Clinical diagnosis and basic investigations are critically dependent on the ability to record and analyze physiologic signals. Examples include heart rate recordings of patients at high risk of sudden death (Fig. 1), electroencephalographic (EEG) recordings in epilepsy and other disorders, and fluctuations of hormone and other molecular signal messengers in neuroendocrine dynamics. However, the traditional bedside and laboratory analyses of these signals have not kept pace with major advances in technology that allow for recording and storage of massive datasets of continuously fluctuating signals. Surprisingly, although these typically complex signals have recently been shown to represent processes that are nonlinear, nonstationary, and nonequilibrium in nature, the tools to analyze such data often still assume linearity, stationarity, and equilibrium-like conditions. Such conventional techniques include analysis of means, standard deviations and other features of histograms, along with classical power spectrum analysis.

An exciting recent finding is that such complex datasets may contain hidden information, defined here as information not extractable with conventional methods of analysis. Such information promises to be of clinical value (forecasting sudden cardiac death in ambulatory patients, or cardiopulmonary catastrophes during surgical procedures), as well as to relate to basic mechanisms of healthy and pathologic function. Fractal analysis is one of the most promising new approaches for extracting such hidden information from physiologic time series. This is partly due to the fact that the absence of characteristic temporal (or spatial) scales--the hallmark of fractal behavior--may confer important biological advantages, related to the adaptability of response [2, 4, 1, 5, 3, 6].
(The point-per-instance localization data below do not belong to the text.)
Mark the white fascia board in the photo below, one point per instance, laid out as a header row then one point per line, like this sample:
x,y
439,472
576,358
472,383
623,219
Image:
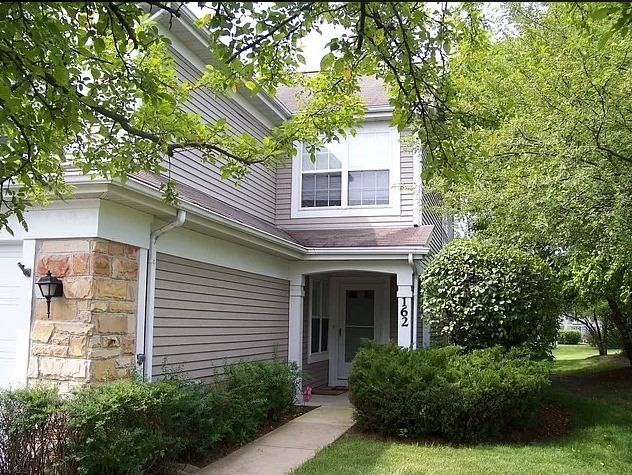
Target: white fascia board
x,y
276,243
273,104
369,253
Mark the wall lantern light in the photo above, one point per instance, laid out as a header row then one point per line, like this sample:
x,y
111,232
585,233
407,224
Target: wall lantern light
x,y
50,287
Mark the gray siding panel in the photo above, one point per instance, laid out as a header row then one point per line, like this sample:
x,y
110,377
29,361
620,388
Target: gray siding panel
x,y
405,217
256,193
207,317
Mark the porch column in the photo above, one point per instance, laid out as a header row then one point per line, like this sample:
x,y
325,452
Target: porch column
x,y
295,340
405,308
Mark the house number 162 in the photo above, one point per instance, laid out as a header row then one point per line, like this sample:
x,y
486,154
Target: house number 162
x,y
403,312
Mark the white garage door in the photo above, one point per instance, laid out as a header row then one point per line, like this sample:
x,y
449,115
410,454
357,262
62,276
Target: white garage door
x,y
10,319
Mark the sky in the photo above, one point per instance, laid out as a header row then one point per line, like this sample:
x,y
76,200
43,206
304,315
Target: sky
x,y
314,43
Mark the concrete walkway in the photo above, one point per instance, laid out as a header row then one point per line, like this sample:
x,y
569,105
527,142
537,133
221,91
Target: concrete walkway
x,y
289,446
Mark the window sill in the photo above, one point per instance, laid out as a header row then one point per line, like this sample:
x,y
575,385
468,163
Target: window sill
x,y
333,211
317,357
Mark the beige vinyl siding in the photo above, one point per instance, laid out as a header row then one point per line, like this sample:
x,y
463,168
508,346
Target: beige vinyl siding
x,y
316,374
404,218
207,317
256,193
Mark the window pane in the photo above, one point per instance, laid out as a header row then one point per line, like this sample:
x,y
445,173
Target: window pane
x,y
316,298
360,308
370,151
368,187
321,189
322,160
353,336
307,163
315,335
382,179
334,162
355,188
335,189
307,193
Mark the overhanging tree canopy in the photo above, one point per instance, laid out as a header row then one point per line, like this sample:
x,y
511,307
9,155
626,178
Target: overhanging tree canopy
x,y
550,146
92,84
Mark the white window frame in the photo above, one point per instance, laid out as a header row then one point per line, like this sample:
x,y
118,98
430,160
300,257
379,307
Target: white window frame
x,y
321,355
391,209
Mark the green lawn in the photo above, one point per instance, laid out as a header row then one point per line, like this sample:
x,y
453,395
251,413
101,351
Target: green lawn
x,y
600,442
584,358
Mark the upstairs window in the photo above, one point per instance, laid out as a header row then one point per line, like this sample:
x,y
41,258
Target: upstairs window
x,y
357,171
321,183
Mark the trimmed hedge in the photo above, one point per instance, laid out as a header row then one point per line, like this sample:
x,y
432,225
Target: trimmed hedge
x,y
441,391
569,337
481,294
132,426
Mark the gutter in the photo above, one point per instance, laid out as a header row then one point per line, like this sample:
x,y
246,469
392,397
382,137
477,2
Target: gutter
x,y
146,358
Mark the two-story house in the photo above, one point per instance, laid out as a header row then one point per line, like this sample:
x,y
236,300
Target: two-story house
x,y
298,263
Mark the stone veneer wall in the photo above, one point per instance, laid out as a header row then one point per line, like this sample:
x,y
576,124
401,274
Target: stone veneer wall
x,y
90,335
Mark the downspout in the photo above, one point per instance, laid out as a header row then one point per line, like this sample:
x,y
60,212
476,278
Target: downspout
x,y
415,304
151,290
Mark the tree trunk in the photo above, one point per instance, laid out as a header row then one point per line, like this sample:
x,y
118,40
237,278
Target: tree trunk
x,y
620,321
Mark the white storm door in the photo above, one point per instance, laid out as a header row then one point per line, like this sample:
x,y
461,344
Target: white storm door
x,y
358,306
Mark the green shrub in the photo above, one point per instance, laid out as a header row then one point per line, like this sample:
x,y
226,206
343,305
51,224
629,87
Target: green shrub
x,y
130,426
613,338
260,391
442,391
134,426
33,432
569,337
124,426
481,295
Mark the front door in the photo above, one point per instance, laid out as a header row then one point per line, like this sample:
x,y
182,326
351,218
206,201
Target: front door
x,y
359,307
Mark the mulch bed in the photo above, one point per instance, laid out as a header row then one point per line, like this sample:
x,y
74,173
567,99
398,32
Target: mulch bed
x,y
552,420
225,448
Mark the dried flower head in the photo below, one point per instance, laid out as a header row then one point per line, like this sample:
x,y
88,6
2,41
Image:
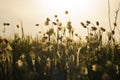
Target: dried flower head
x,y
94,28
47,21
59,24
88,22
66,12
113,32
69,26
97,23
55,16
76,34
83,25
114,24
37,25
17,26
54,23
57,20
102,29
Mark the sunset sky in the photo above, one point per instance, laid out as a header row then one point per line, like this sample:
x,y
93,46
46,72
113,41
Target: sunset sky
x,y
32,12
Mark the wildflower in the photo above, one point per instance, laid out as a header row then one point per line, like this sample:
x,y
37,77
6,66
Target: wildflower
x,y
37,25
69,26
88,22
66,12
91,34
59,27
6,41
47,21
94,28
113,32
20,63
109,34
102,29
50,31
17,26
59,24
54,23
9,48
1,40
83,25
7,24
76,34
55,16
57,20
97,23
114,24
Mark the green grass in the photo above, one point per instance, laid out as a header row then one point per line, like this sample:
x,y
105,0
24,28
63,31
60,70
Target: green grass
x,y
55,56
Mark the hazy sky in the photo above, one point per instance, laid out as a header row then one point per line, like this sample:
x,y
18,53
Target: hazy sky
x,y
36,11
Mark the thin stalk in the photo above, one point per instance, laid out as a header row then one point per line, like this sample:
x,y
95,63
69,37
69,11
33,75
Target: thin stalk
x,y
109,17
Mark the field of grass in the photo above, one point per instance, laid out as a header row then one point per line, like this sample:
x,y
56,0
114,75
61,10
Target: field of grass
x,y
56,55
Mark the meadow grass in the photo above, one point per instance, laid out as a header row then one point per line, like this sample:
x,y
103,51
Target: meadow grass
x,y
57,56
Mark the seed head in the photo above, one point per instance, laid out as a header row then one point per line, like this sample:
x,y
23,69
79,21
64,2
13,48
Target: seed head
x,y
83,25
66,12
115,24
97,23
94,28
102,29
In this chapter, we present some recent progress in applying fractal analysis to human physiology. We begin with a definition of fractal dynamics, followed by an introduction to some special problems posed by physiological time series. We then discuss the analysis of the output from two model systems: (1) human heartbeat regulation, which is under involuntary (neuroautonomic) control; and (2) human gait regulation, which is under the voluntary control of the central nervous system. We focus on the analysis of the output of these two systems in health and disease.

  figure30
Figure: Representative complex physiological fluctuations. Heart rate (normal sinus rhythm) time series of 30 min from (a) a healthy subject at sea level, (b) a subject with congestive heart failure, (c) a subject with obstructive sleep apnea, and (d) a sudden cardiac death subject who sustained a cardiac arrest with ventricular fibrillation (VF). Note the highly nonstationary and ``noisy'' appearance of the healthy variability which is related in part to fractal (scale-free) dynamics. In contrast, pathologic states may be associated with the emergence of periodic oscillations, indicating the emergence of a characteristic time scale.